I know this topic is pretty much dead but I decided to try out remeron. I am done with SSRI's. Anyway I was reading about exactly what remeron does and it sounds like it should benefit SA. I'll give it a go!

The 5-HT2C receptor normally works to inhibit the release of the neurotransmitters dopamine and norepinephrine in various parts of the brain, notably in the pleasure centers such as the ventral tegmental area (VTA).[84][85] *By blocking it, mirtazapine disinhibits dopamine and norepinephrine activity in these areas, causing a pronounced antidepressant and anxiolytic response*


----------



## jim_morrison (Aug 17, 2008)

foxtrot said:


> effectively a damn good sleeping aid and not much else....


This has also been my experience with it, infact I take it purely to treat my insomnia.


----------



## Canadian4Life (Sep 27, 2010)

jim_morrison said:


> This has also been my experience with it, infact I take it purely to treat my insomnia.


Tried it in 2008 and it worked well for anxiety and depression. Tried it again last month didn't get any good effect. But it worked well when it did. I always try new drugs for my anxiety but end up back on clonazepam everytime.

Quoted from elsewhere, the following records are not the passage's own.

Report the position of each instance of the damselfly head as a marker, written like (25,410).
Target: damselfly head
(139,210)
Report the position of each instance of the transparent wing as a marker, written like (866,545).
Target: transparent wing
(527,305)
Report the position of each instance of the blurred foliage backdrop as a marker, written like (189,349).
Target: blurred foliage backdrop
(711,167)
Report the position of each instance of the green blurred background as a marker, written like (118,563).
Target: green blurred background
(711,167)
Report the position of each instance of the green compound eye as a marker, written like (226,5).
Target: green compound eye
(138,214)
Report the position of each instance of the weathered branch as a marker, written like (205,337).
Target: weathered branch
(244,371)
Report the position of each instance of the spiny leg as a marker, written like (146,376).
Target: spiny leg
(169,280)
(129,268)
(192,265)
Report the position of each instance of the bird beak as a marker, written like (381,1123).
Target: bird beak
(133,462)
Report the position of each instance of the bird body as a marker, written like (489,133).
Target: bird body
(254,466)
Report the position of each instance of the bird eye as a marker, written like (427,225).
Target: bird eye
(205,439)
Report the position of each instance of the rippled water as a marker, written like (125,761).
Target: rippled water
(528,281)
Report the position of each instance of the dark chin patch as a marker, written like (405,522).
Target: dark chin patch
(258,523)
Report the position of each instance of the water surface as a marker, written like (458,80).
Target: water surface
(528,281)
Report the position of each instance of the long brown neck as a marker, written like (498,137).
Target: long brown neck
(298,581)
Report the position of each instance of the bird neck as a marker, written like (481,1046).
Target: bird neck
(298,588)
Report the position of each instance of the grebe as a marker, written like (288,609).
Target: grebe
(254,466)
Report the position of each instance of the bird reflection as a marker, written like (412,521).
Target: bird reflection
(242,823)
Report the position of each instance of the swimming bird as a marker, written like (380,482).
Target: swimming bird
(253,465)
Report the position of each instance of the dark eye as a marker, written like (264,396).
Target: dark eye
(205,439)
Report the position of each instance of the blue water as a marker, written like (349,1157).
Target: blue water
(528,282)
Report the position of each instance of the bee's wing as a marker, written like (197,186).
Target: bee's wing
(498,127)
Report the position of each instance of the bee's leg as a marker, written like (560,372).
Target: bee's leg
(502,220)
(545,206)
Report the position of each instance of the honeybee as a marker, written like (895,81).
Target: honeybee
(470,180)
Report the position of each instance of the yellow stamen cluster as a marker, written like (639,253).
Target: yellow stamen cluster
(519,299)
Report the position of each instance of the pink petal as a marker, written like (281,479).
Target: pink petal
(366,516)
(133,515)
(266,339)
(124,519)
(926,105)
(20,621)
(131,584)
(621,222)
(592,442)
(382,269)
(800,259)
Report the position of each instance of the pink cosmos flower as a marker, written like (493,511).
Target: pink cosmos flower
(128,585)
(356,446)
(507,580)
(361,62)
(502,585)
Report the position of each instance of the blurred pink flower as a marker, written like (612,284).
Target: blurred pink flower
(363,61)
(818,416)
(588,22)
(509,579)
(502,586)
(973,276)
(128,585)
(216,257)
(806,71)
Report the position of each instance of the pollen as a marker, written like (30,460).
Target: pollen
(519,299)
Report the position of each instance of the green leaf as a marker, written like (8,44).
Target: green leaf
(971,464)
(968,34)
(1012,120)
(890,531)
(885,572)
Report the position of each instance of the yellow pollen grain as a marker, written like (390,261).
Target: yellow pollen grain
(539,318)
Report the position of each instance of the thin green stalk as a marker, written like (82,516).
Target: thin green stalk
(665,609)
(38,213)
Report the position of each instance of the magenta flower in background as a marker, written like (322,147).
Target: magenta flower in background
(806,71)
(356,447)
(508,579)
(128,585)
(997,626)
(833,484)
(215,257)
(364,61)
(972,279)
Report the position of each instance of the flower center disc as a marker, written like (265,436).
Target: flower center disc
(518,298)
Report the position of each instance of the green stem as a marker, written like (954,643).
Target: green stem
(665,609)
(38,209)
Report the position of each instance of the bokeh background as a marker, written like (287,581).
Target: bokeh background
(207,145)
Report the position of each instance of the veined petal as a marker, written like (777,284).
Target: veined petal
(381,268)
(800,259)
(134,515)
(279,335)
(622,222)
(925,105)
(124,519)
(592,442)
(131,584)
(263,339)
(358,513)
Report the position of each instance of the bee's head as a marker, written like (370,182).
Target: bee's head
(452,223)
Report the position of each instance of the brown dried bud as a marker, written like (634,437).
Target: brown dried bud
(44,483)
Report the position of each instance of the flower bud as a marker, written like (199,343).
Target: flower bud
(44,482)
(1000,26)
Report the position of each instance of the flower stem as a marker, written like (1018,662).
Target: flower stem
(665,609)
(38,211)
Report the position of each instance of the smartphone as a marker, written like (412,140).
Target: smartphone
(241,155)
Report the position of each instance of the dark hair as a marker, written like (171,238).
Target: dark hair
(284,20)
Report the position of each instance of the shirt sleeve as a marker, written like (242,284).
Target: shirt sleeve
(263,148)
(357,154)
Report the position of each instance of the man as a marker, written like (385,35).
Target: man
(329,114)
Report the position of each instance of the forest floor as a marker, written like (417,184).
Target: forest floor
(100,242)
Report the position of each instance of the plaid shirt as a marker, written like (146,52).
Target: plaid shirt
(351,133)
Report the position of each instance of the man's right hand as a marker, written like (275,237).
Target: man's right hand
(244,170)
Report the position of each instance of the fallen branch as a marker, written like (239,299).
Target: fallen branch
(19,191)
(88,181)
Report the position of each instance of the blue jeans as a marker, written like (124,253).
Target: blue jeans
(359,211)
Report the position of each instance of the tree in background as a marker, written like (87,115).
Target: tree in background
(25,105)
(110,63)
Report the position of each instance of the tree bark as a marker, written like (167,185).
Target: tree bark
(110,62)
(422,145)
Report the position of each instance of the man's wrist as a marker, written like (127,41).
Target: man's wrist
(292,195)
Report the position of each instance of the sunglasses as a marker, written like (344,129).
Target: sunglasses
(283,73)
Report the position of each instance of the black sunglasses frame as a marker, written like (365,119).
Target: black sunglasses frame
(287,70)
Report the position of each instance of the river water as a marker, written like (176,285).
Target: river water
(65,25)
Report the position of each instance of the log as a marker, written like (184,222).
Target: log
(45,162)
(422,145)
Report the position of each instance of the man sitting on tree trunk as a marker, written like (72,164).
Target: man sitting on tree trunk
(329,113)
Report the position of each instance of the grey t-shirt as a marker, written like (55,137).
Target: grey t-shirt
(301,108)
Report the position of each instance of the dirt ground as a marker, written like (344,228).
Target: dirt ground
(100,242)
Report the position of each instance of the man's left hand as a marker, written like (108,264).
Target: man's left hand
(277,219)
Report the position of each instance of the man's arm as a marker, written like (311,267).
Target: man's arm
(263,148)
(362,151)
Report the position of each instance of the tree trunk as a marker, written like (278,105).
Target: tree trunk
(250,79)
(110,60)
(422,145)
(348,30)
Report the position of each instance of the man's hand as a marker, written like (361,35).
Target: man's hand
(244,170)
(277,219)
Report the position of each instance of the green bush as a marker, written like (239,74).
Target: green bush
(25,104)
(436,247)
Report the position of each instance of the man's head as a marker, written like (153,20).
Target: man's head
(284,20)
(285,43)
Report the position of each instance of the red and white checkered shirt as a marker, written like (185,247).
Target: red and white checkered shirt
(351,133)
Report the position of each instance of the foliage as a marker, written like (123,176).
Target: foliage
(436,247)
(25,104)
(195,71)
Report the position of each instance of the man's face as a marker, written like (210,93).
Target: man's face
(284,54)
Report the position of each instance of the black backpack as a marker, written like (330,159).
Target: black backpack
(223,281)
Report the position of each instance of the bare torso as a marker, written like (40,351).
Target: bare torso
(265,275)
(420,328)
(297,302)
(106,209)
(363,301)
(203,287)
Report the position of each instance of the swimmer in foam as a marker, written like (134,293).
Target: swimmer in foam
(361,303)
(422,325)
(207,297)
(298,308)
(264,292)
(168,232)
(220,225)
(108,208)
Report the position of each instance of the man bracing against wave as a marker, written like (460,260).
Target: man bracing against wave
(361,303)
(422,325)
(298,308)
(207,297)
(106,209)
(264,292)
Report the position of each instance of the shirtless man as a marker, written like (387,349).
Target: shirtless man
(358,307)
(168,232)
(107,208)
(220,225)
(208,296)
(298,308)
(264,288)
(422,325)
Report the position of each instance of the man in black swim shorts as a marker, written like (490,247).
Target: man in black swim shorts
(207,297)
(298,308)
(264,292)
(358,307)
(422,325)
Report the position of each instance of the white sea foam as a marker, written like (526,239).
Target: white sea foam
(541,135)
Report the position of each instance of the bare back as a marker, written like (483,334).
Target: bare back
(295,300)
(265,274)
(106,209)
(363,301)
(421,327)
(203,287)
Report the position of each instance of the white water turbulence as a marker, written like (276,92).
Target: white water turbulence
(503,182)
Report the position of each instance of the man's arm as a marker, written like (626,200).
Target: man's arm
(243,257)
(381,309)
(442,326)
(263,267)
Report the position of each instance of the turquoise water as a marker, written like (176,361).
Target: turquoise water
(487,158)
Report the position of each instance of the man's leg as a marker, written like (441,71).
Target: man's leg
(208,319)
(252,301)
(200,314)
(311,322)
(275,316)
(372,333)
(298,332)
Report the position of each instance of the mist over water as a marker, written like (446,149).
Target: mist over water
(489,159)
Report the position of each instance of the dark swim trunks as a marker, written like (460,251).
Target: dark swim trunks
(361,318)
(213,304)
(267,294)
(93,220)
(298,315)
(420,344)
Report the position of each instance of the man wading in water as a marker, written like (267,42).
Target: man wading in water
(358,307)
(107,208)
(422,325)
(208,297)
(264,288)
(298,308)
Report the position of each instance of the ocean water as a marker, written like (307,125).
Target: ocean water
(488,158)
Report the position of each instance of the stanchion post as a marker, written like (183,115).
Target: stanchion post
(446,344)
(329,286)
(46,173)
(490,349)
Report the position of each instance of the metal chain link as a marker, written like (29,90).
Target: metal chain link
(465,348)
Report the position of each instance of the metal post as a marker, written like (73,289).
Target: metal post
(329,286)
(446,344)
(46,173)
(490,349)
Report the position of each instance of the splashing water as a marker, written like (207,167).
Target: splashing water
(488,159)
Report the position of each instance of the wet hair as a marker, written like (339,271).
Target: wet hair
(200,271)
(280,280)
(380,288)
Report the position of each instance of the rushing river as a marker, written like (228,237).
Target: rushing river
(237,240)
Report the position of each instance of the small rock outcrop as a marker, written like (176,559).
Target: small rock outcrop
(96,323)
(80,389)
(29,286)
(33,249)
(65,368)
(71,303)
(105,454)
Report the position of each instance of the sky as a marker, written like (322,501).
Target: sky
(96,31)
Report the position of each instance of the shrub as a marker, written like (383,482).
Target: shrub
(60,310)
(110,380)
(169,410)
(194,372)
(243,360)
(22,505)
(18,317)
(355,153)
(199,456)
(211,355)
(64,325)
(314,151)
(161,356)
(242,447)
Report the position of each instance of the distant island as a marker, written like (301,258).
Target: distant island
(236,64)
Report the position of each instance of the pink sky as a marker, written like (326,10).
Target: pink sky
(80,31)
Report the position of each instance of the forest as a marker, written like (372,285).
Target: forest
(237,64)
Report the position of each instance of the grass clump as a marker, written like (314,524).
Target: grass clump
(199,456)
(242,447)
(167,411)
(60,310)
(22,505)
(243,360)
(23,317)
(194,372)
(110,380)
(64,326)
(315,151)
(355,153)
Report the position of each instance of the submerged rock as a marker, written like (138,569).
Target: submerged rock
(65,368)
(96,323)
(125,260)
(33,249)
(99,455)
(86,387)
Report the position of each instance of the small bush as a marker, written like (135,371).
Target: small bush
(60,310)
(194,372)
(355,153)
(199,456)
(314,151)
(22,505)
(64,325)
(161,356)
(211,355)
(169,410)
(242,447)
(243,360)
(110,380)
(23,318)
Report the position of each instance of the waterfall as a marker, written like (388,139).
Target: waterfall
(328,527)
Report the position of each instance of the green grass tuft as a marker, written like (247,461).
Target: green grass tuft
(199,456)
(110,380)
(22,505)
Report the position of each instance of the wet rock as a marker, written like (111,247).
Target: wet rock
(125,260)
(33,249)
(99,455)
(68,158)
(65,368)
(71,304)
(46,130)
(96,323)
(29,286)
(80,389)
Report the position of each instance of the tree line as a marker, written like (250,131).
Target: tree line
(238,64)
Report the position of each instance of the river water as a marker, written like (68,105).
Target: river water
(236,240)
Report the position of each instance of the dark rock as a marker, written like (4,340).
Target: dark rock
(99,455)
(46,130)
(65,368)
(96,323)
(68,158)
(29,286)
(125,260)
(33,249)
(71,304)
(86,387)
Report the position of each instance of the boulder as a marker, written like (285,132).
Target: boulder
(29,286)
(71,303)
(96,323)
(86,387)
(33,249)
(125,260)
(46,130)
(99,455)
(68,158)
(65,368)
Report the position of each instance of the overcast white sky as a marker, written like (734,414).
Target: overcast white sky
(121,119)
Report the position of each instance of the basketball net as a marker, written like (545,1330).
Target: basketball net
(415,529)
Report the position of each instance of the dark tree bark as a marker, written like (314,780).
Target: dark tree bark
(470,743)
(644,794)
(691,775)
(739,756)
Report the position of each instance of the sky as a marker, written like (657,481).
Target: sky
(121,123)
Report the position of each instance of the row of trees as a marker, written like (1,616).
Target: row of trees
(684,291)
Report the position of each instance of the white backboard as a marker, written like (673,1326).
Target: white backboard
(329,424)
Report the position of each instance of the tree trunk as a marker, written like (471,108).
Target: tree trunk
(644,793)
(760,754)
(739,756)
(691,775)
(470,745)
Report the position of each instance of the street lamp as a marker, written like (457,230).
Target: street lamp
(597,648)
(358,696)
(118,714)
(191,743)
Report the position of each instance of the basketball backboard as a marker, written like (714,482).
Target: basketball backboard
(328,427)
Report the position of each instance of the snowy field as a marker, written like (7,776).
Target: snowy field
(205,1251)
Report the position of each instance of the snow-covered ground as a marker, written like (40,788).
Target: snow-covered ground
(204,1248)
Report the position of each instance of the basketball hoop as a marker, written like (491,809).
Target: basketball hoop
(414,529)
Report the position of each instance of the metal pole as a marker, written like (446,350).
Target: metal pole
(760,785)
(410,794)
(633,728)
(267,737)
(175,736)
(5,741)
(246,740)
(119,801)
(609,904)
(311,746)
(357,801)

I think clonazepam is the only thing that will help me it hits the spot more aless and helps with my anxiety the way I need a med to.


----------



## drew345 (Jul 21, 2011)

hi i have been on mirtazapine 30mg for about 6 mths now after a fair few failed trails of other drugs eg effexor,paxil,lexapro,endronax and unfortunately i feel like the mirtazapine is not doing anything for my mood it just makes me sleepy/groggy all the time and the weight gain is not good either was wondering if anyone had any suggestions of other anti d to try that might help evevate my mood as at moment i feel like im getting lower each day and dont have an appointment with my pshyscrist till 5th august thought if i could get a few ideas to approach him witrh it would help me aswell as him


----------



## CD700 (Apr 22, 2010)

Like you I have tried the usual AD's and they failed. 
Something like Parnate might be worth asking your doc about
Remeron is **** and just makes you fat and sleepy


----------



## swim (Apr 4, 2011)

I have taken 45mg mirtazapine and even at maximum dosage it was uneffective on both anxiety and depression. On the other hand it's top choice for insomnia and a mild aphrodisiac which meant porno fruition since I was so down I wouldn't really make passes to women.


----------



## FairleighCalm (May 20, 2007)

i used remeron successfuly but not at the dsage you note. why not give it more time? maybe layer talk therapy on top of the meds?


----------



## Ash10105 (Aug 21, 2012)

*New to Remeron*

I just started Remeron for GAD and SAD. Side effects definitely not nearly as bad as everyone has lead me to believe.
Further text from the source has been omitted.